- Location of Abadla District within Béchar Province
- Coordinates: 31°1′N 2°44′E﻿ / ﻿31.017°N 2.733°E
- Country: Algeria
- Province: Béchar
- District seat: Abadla

Area
- • Total: 12,100 km^{2} (4,700 sq mi)

Population (1998)
- • Total: 18,648
- • Density: 1.54/km^{2} (3.99/sq mi)
- Time zone: UTC+01 (CET)
- Municipalities: 3

= Abadla District =

Abadla is a district in Béchar Province, Algeria. It seat and the largest city is Abadla. According to the 2008 census, the total population of the district was 21,133 inhabitants. Most of the population of the region is clustered around the Oued Guir, the main water source for the district. The N6 national highway runs through the district on its way from Béchar to Adrar; the N50 branches off near Abadla, leading to Tindouf.

== Geography ==
Abadla is situated in Béchar Province, on a flat plateau alternating between sandy desert and irrigated oases along the Oued Guir. The district comprises a plateau crossed by rocky outcrops, inland depressions, and rugged terrain in the Gara el Betick and Djorf Torba regions. The commune of Abadla covers an area of 2870 km2. The elevation ranges from about 567 to 775 m. The district's climate is classified as a hot desert climate (Köppen climate classification BWh), characterized by extremely hot summers, cool winters, and very low precipitation throughout the year.

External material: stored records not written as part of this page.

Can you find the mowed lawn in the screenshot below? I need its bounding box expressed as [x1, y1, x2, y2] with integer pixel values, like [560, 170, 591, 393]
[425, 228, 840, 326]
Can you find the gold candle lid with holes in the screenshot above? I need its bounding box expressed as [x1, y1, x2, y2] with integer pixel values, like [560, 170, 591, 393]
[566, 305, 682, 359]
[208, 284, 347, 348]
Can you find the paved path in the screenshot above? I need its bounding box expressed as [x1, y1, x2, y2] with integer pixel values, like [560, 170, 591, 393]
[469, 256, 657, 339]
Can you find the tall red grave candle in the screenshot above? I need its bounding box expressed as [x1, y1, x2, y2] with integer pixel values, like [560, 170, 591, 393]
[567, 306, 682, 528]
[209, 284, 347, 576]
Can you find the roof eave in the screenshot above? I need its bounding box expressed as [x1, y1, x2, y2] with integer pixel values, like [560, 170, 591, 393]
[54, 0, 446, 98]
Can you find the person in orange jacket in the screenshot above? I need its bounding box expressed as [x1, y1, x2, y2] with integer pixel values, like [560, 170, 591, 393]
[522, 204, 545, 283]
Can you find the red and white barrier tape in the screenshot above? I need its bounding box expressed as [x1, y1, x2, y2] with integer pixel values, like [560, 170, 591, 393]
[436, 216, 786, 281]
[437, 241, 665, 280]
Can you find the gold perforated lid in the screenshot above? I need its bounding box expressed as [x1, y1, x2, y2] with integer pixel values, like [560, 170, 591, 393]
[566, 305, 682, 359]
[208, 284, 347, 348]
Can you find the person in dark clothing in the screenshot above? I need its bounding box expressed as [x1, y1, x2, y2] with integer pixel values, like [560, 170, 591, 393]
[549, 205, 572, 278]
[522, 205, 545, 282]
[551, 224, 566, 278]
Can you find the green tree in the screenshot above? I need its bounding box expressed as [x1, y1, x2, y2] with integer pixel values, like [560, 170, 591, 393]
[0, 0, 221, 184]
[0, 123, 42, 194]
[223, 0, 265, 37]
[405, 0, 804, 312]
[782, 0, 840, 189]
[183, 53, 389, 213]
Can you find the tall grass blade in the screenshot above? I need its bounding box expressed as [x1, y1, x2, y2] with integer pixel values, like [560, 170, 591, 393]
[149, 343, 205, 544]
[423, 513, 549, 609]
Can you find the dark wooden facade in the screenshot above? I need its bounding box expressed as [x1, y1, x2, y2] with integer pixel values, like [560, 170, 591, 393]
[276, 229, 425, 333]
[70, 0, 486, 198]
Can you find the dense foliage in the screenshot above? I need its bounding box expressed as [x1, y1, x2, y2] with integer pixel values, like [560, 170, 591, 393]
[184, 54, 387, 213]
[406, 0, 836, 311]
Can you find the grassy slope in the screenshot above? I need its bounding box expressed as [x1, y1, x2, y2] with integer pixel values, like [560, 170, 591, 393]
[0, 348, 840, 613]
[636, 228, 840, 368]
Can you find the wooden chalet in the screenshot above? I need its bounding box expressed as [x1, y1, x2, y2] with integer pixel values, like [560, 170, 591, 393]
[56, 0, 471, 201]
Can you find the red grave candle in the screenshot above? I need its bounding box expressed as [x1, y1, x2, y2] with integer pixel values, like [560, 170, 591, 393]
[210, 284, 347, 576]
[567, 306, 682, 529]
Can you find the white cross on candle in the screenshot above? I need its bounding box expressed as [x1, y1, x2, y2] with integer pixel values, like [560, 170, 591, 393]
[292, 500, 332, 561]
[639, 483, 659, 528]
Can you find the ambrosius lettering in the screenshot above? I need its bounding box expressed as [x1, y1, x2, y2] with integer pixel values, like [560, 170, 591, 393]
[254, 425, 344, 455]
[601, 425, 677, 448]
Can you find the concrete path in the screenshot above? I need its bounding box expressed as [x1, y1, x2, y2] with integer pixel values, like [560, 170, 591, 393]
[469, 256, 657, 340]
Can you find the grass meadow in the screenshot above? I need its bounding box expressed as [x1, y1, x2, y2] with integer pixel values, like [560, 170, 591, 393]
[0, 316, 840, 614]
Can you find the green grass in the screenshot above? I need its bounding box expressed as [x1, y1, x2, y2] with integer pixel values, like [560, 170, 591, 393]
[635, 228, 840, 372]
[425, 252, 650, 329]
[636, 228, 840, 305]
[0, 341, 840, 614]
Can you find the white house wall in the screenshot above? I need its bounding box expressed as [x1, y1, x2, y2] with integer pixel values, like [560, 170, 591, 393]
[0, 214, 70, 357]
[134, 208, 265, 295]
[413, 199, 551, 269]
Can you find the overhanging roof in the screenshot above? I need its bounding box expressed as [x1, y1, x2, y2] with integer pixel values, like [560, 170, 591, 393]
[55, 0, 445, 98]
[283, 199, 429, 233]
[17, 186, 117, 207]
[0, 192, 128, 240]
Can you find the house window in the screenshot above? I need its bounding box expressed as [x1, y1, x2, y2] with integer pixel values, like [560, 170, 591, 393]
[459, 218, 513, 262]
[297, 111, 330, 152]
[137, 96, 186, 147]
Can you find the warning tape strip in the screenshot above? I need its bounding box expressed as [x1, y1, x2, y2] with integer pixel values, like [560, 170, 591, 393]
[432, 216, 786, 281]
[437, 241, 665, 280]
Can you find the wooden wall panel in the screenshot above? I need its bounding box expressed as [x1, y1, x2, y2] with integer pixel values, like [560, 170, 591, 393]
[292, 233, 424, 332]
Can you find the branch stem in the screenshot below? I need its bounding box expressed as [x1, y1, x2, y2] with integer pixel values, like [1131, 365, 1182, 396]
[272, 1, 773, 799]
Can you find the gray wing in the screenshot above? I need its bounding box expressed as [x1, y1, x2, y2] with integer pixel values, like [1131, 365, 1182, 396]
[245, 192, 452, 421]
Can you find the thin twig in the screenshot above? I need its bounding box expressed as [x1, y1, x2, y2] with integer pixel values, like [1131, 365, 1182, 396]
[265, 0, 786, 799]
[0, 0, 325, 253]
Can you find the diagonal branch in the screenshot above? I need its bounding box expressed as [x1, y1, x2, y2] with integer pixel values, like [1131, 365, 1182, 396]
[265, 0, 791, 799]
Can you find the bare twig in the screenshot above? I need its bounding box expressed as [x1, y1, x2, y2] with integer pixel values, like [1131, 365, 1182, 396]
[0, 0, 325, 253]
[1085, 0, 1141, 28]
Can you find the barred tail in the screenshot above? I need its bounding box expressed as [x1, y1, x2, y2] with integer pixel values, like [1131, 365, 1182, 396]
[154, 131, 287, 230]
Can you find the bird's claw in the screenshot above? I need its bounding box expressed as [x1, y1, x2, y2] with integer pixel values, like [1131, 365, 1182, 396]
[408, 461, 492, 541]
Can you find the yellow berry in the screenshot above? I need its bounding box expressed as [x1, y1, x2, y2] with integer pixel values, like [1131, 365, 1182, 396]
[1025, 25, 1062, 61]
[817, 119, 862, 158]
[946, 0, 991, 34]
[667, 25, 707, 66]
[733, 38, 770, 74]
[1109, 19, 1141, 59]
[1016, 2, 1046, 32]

The district is further divided into three communes: Abadla, Méchraâ Houari Boumédienne, and Erg Ferradj.

== Demographics ==
According to the 2008 census, the total population of the district was 21,133 inhabitants.

== Transportation ==
Abadla is served by National Highways N6 (Béchar to Adrar), N50 (to Tindouf), and N52, making it a transit corridor between northern and southern Wilayas . In April 2025, the new Béchar–Abadla railway line was inaugurated by the President of Algeria. This 100-kilometer rail project aims to enhance transport connectivity and help in the economic improvement of the region by easing the movement of goods and people and reducing transportation costs.